What we have to acknowledge is that we have two things working against us in the cancer equation that we have working for us in the heart disease equation. So one is just that, right? We have a far less command over the biology of the disease. Secondly, we have far fewer effective treatments for the disease once it is advanced. So
I think the easiest way to understand that is to look at both five and 10 year survival curves. So we pulled these up for just a couple of the most common cancers out there. In fact, these are the five leading causes of cancer death only in alphabetical order.
The rank, of course, goes lung first and pancreatic would be the lowest in the top five. But the point I want to make here is when you look at five-year survival, you look at this in two stages. You look at what we consider early stage one, stage two. So this is regional cancer or local cancer actually hasn't even spread to a lymph node. You look at stage three, which is the cancer has spread to a lymph node, but no further. And you look at stage four, which is to say this cancer has now left the lymph node and gone to a distant site.
And so you can see that in breast cancer, by the way, we always think about this in two forms. We think about HER2 new positive and negative, estrogen receptor positive and negative, and triple negative. And if anybody needs a refresher on that, we have a great podcast we did on breast cancer that explains why these are three basically very different diseases.
But you can see the difference in survival between all of these cancers at an early stage, where it ranges from 92 to 100%, stage 1 to survival, to stage 4, where you have metastatic disease, it's 13 to 40%.
So significant difference. And by the way, those are much better numbers than they used to be. Breast cancer is probably one of the bigger success stories of the past 20 years in terms of stretching out median survival. When you look at colorectal cancer, if it's a colorectal cancer that is caught before it's gone to the lymph nodes, we're talking about 88% for five years survival. But if it's gone to lymph nodes, that goes down to 70%.
And if it's spread to the liver, it's down to 16%. Lung cancer ranges from 59% early to 6% late. Prostate is 100% early, 33% if it spreads. And of course, the worst of all of these is pancreatic. If you can at least catch it in stage one, stage two, it's 38% five-year survival versus 3% if it's distant.
I won't go through the same analysis for 10-year survival for the sake of time, but we'll include the table so that people can see.

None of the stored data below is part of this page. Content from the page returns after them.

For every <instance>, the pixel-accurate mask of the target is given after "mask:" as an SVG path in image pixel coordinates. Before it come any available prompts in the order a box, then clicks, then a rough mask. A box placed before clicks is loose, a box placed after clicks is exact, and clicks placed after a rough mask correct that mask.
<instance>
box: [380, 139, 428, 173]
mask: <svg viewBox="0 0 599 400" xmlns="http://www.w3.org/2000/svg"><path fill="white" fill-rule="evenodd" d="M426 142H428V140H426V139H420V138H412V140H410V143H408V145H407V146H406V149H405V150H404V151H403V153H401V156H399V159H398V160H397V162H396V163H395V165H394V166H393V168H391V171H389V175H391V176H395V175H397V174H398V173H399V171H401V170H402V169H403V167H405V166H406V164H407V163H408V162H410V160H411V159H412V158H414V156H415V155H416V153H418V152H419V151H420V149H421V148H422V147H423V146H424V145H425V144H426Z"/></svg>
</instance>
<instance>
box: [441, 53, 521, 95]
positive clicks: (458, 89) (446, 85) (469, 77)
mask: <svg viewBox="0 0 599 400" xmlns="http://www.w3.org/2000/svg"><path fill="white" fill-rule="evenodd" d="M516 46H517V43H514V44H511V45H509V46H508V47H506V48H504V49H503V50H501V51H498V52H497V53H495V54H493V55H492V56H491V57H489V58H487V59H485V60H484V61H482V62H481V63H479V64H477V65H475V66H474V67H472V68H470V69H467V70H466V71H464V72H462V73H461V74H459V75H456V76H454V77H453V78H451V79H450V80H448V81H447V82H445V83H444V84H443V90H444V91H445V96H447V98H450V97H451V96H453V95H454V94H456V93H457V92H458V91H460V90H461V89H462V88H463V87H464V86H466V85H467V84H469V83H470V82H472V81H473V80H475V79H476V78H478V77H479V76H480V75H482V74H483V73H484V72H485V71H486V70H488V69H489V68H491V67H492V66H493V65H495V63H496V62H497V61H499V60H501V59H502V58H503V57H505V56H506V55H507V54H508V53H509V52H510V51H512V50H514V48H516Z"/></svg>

The only thing I'd point out is, of course, the trends are even more dramatic when you start to go to 10-year survival. In other words, the difference between stage one and stage two survival versus stage four survival at 10 years is even a bigger chasm. So why do I bring this all up? Well, I bring this up to say that
that despite all of the advances we've had in the past 20 years, and clearly hormone therapy for breast cancer and immunotherapy for a number of other cancers, particularly checkpoint inhibitors, still leave us with a lot to be desired, especially when it comes to late stage cancer.
I think that just leaves anyone who thinks about this realizing if you're going to get cancer, you certainly do not want to be in the position where that diagnosis is being made once the cancer is advanced, once the cancer has had a chance to spread. You really want to be able to diagnose cancer and manage it when it's in the stage one, stage two phase.
Peter, I think that leads to one of the questions that we get asked about by far the most, which is people reading stories, reading studies, and really wondering, do clinical trials on cancer screening show any benefits in reducing cancer deaths? This is really the crux of what we're here to talk about today because this has become a controversial topic.